Dissertation - Restricted

Degree Name

Doctor of Philosophy (PhD)



First Advisor

Robert B. Nordberg

Second Advisor

David R. Buckholdt

Third Advisor

Donald L. Metz

Fourth Advisor

Nicholas J. Topetzes

Fifth Advisor

Mark K. Kipfmueller


The purpose of this study was to furnish counselors with data that would enable them to provide more effective guidance to Tourette's clients and their families. A preliminary source of information was obtained from the family's written answers on the demographic data form. It was, however, the individual family member's verbal responses to five "open-ended" interview questions posed by the investigator that was the primary source of data. The interview questions were designed to disclose those aspects of Tourette's syndrome that participating families designated as problematic, the methods they employed to resolve those problems, their perception of the success or failure of those efforts, and those occasions when they recognized the need for professional counseling services. Since this is a pioneering study with a small sample, the results are inconclusive. This study did identify, however, such areas for further investigation as: initial symptom differentiation between hyperactivity and Tourette's syndrome; the extent and nature of abuse of afflicted children prior to and after diagnosis is confirmed; the source of distancing in the father-afflicted son relationship; the presence or absence of differences in child-rearing practices between siblings; the long-term effects of social isolation upon the Tourette's syndrome victim; the extent of devalued identity and diminished self-esteem among victims; and the source of the depression that frequently afflicts those with Tourette's syndrome.

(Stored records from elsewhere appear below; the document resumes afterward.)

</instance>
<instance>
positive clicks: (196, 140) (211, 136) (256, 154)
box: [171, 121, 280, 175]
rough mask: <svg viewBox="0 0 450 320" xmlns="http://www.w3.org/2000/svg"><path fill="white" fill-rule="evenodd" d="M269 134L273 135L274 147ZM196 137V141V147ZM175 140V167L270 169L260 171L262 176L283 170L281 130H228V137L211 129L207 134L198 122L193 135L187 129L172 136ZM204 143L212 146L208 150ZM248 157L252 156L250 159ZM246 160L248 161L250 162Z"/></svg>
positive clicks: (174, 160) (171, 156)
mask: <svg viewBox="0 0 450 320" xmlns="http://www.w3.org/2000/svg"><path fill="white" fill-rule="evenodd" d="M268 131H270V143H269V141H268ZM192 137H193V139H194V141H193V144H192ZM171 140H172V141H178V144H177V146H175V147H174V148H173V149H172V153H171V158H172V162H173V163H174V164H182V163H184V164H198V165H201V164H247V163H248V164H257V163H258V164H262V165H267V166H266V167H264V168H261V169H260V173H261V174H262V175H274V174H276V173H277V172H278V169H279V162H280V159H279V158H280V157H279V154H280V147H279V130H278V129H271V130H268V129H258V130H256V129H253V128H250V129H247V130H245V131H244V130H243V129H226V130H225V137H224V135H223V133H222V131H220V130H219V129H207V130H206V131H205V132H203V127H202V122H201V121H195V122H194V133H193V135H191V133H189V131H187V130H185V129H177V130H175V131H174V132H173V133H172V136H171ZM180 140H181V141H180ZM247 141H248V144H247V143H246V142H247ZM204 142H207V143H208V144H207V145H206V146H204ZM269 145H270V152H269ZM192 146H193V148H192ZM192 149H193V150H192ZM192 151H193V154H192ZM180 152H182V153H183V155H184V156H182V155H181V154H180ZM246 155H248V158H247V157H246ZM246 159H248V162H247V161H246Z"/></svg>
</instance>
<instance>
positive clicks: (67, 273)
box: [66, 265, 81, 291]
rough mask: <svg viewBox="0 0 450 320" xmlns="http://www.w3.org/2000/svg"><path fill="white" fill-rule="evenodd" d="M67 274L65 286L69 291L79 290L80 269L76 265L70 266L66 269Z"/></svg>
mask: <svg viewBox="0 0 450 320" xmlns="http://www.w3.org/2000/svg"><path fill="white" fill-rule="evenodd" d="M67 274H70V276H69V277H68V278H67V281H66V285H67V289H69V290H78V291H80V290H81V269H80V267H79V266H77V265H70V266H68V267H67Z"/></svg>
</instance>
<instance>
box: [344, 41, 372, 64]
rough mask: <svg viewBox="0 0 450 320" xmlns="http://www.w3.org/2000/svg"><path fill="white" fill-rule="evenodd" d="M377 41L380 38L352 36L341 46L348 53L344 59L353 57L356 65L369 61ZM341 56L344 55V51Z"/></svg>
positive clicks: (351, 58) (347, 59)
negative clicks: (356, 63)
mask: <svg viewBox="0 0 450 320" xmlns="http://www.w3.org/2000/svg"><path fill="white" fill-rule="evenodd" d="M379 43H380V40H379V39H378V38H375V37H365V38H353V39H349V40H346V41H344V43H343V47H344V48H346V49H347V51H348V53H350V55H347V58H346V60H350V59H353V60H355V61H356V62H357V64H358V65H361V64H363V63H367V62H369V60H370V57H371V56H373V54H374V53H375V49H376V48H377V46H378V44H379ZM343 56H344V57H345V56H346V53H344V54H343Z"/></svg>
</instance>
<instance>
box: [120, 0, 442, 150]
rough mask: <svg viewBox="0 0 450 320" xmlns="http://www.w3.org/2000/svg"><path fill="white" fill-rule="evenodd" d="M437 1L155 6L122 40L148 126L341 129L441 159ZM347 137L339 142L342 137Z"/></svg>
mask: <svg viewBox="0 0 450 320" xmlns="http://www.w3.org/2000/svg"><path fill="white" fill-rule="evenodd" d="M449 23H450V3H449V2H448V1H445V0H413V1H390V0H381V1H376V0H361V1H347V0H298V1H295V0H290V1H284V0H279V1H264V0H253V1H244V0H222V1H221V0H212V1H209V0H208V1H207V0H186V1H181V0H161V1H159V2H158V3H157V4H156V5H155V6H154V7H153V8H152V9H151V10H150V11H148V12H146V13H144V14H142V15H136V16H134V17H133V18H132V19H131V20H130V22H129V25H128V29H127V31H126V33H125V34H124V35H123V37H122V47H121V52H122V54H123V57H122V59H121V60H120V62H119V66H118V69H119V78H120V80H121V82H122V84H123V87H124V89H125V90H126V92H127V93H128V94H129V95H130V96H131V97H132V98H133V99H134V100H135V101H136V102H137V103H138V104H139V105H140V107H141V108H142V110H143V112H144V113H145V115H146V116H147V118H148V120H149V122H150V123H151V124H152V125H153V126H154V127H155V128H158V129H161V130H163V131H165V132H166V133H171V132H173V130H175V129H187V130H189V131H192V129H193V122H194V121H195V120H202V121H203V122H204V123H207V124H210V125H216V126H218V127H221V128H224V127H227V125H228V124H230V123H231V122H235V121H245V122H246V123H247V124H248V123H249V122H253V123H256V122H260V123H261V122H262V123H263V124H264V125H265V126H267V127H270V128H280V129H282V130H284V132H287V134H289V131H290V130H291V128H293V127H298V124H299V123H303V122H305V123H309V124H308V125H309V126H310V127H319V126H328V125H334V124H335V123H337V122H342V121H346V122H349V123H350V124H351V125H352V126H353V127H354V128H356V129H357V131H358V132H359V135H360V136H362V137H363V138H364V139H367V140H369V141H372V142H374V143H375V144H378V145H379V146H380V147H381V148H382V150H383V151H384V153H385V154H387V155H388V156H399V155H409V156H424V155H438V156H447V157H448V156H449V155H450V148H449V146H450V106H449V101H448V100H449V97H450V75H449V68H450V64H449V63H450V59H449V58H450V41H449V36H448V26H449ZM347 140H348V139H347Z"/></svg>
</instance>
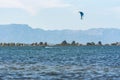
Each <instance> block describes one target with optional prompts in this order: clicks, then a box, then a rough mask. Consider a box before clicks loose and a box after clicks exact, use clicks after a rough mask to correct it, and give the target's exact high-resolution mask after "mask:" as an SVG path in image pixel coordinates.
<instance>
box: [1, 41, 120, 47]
mask: <svg viewBox="0 0 120 80" xmlns="http://www.w3.org/2000/svg"><path fill="white" fill-rule="evenodd" d="M0 46H120V42H115V43H110V44H102V42H101V41H98V43H95V42H87V43H86V44H81V43H78V42H75V41H72V42H71V43H68V42H67V41H66V40H64V41H62V42H61V43H59V44H48V43H47V42H39V43H38V42H35V43H31V44H27V43H0Z"/></svg>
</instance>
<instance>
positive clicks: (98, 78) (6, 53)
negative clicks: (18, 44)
mask: <svg viewBox="0 0 120 80" xmlns="http://www.w3.org/2000/svg"><path fill="white" fill-rule="evenodd" d="M0 80H120V46H81V47H0Z"/></svg>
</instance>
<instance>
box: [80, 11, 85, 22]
mask: <svg viewBox="0 0 120 80" xmlns="http://www.w3.org/2000/svg"><path fill="white" fill-rule="evenodd" d="M79 13H80V16H81V20H82V19H83V16H84V13H83V12H81V11H79Z"/></svg>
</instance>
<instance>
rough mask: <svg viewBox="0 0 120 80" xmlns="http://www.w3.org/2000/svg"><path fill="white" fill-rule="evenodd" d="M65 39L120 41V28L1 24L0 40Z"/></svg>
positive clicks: (89, 40) (36, 39)
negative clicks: (52, 26) (40, 27)
mask: <svg viewBox="0 0 120 80" xmlns="http://www.w3.org/2000/svg"><path fill="white" fill-rule="evenodd" d="M63 40H66V41H68V42H72V41H73V40H74V41H76V42H79V43H86V42H98V41H102V42H103V43H112V42H120V29H115V28H93V29H88V30H43V29H34V28H31V27H30V26H29V25H26V24H8V25H0V42H16V43H17V42H21V43H32V42H48V43H61V42H62V41H63Z"/></svg>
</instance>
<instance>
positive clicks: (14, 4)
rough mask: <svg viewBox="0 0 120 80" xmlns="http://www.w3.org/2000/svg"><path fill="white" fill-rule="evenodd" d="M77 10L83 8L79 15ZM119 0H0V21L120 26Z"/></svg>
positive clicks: (56, 27) (95, 27)
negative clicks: (80, 13)
mask: <svg viewBox="0 0 120 80" xmlns="http://www.w3.org/2000/svg"><path fill="white" fill-rule="evenodd" d="M78 11H83V12H84V19H83V20H81V19H80V15H79V13H78ZM119 21H120V0H0V24H28V25H29V26H31V27H32V28H41V29H45V30H62V29H72V30H84V29H90V28H120V22H119Z"/></svg>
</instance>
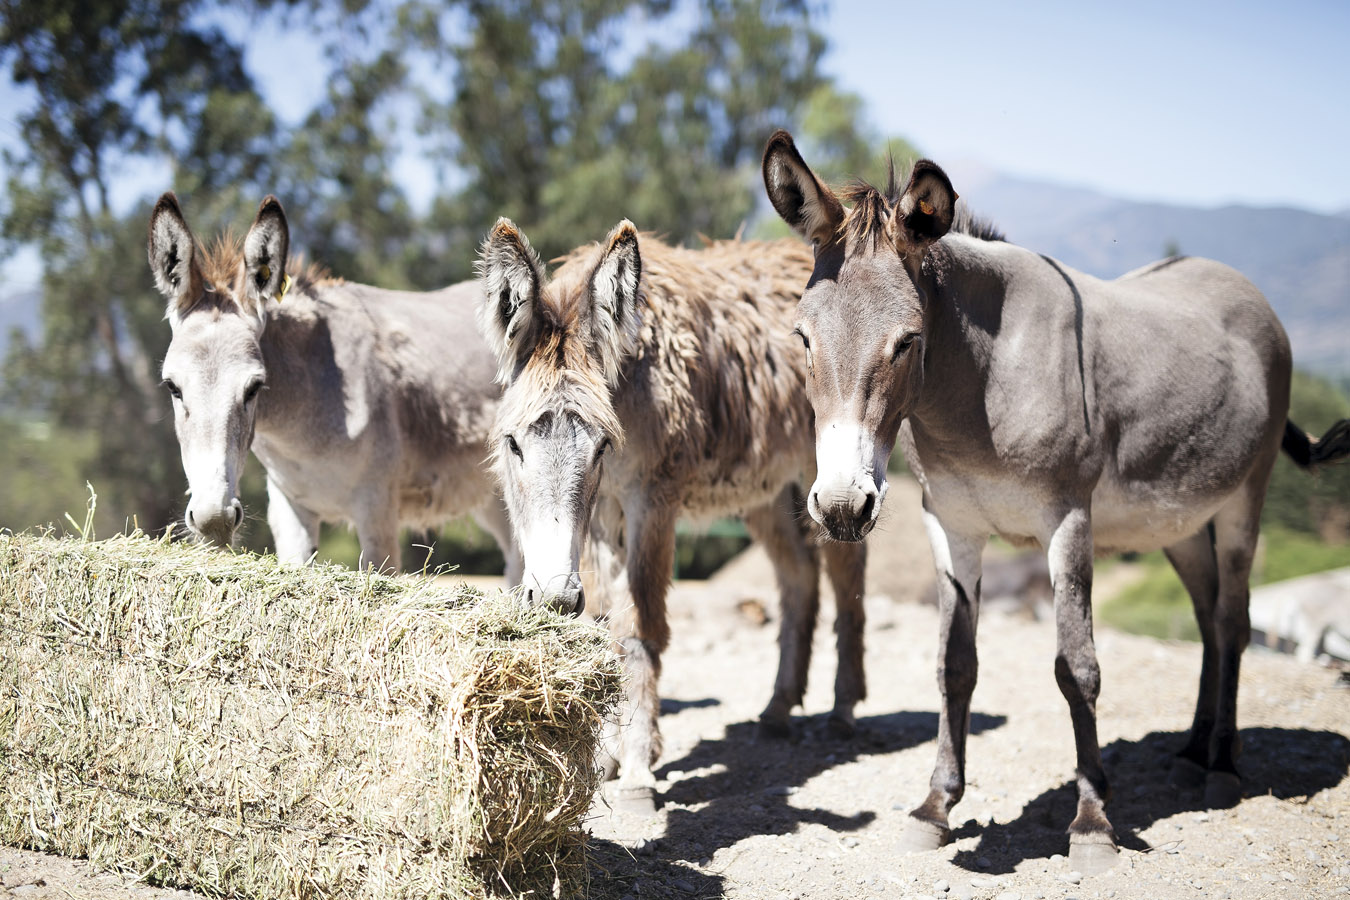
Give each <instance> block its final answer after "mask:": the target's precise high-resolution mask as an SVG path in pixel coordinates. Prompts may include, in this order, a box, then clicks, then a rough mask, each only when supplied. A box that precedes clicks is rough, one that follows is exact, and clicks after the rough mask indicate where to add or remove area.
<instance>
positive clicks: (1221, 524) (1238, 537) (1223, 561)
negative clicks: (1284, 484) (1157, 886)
mask: <svg viewBox="0 0 1350 900" xmlns="http://www.w3.org/2000/svg"><path fill="white" fill-rule="evenodd" d="M1264 487H1265V484H1264V480H1262V488H1264ZM1262 499H1264V498H1262V495H1261V494H1260V493H1257V494H1255V495H1254V498H1253V497H1250V495H1239V497H1238V498H1234V501H1233V502H1231V503H1228V505H1227V506H1224V507H1223V509H1222V510H1219V514H1218V515H1215V518H1214V533H1215V541H1214V544H1215V556H1216V559H1218V563H1219V565H1218V568H1219V598H1218V602H1216V603H1215V610H1214V631H1215V644H1216V656H1218V664H1216V668H1218V687H1216V691H1215V692H1216V695H1218V696H1216V703H1215V707H1214V730H1212V733H1211V734H1210V756H1208V773H1207V775H1206V780H1204V803H1206V806H1208V807H1211V808H1223V807H1231V806H1237V803H1238V801H1239V800H1241V799H1242V781H1241V779H1239V777H1238V766H1237V761H1238V753H1239V752H1241V749H1242V748H1241V739H1239V737H1238V668H1239V665H1241V663H1242V652H1243V650H1245V649H1246V648H1247V644H1250V642H1251V618H1250V614H1249V610H1247V602H1249V599H1250V587H1249V579H1250V576H1251V560H1253V557H1254V556H1255V549H1257V537H1258V534H1260V528H1261V503H1262Z"/></svg>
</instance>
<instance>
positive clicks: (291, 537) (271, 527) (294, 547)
mask: <svg viewBox="0 0 1350 900" xmlns="http://www.w3.org/2000/svg"><path fill="white" fill-rule="evenodd" d="M267 526H269V528H270V529H271V540H273V544H275V546H277V559H279V560H281V561H282V563H294V564H296V565H304V564H305V563H309V561H311V560H313V559H315V553H317V552H319V517H317V515H315V514H313V513H311V511H309V510H306V509H304V507H302V506H300V505H298V503H294V502H292V499H290V498H289V497H286V494H285V493H284V491H282V490H281V488H279V487H278V486H277V483H275V482H274V480H271V478H269V479H267Z"/></svg>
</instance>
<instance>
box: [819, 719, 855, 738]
mask: <svg viewBox="0 0 1350 900" xmlns="http://www.w3.org/2000/svg"><path fill="white" fill-rule="evenodd" d="M825 731H826V733H828V734H829V735H830V737H832V738H834V739H836V741H852V739H853V735H855V734H857V723H856V722H853V716H844V715H840V714H837V712H830V718H828V719H826V721H825Z"/></svg>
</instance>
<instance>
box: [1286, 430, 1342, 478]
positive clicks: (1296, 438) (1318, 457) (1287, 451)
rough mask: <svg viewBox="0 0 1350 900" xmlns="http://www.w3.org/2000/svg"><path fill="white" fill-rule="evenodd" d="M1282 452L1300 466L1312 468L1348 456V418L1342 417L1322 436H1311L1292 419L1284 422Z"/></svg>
mask: <svg viewBox="0 0 1350 900" xmlns="http://www.w3.org/2000/svg"><path fill="white" fill-rule="evenodd" d="M1281 448H1284V452H1285V453H1288V455H1289V459H1292V460H1293V461H1295V463H1297V464H1299V467H1300V468H1312V467H1314V466H1322V464H1324V463H1334V461H1336V460H1338V459H1345V457H1346V456H1350V418H1342V420H1341V421H1339V422H1336V424H1335V425H1332V426H1331V428H1328V429H1327V433H1326V434H1323V436H1322V437H1312V436H1309V434H1308V433H1307V432H1305V430H1303V429H1301V428H1299V426H1297V425H1295V424H1293V422H1292V421H1288V420H1285V422H1284V441H1282V443H1281Z"/></svg>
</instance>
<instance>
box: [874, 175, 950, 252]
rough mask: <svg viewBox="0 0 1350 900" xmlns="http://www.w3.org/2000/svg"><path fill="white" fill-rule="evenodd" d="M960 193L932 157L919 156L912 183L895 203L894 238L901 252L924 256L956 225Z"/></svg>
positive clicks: (910, 178) (891, 223)
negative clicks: (956, 216)
mask: <svg viewBox="0 0 1350 900" xmlns="http://www.w3.org/2000/svg"><path fill="white" fill-rule="evenodd" d="M956 197H957V194H956V192H954V190H953V189H952V181H950V179H949V178H948V177H946V173H945V171H942V169H941V167H940V166H938V165H937V163H936V162H931V161H929V159H919V161H918V162H917V163H914V171H913V173H910V184H909V185H906V186H904V193H903V194H900V200H899V201H898V202H896V204H895V212H896V215H895V216H892V217H891V224H890V228H891V232H892V233H891V237H892V240H894V242H895V246H896V248H898V250H900V252H918V254H919V255H922V254H923V252H925V251H926V250H927V248H929V244H931V243H933V242H936V240H938V239H940V237H941V236H942V235H945V233H946V232H948V231H949V229H950V228H952V219H953V217H954V216H956Z"/></svg>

The data from this study indicate that therapists should: obtain an appropriate data base for differential diagnosis between hyperactivity and Tourette's syndrome; provide parents with sufficient information to enable them to make an informed decision about pharmacotherapy; assess the dynamics of family functioning for potential and actual abusive behaviors; assist teachers and parents to provide opportunities for the afflicted child to have positive interactions with peers; and explore alternatives to antidepressant therapy for those suffering from depression.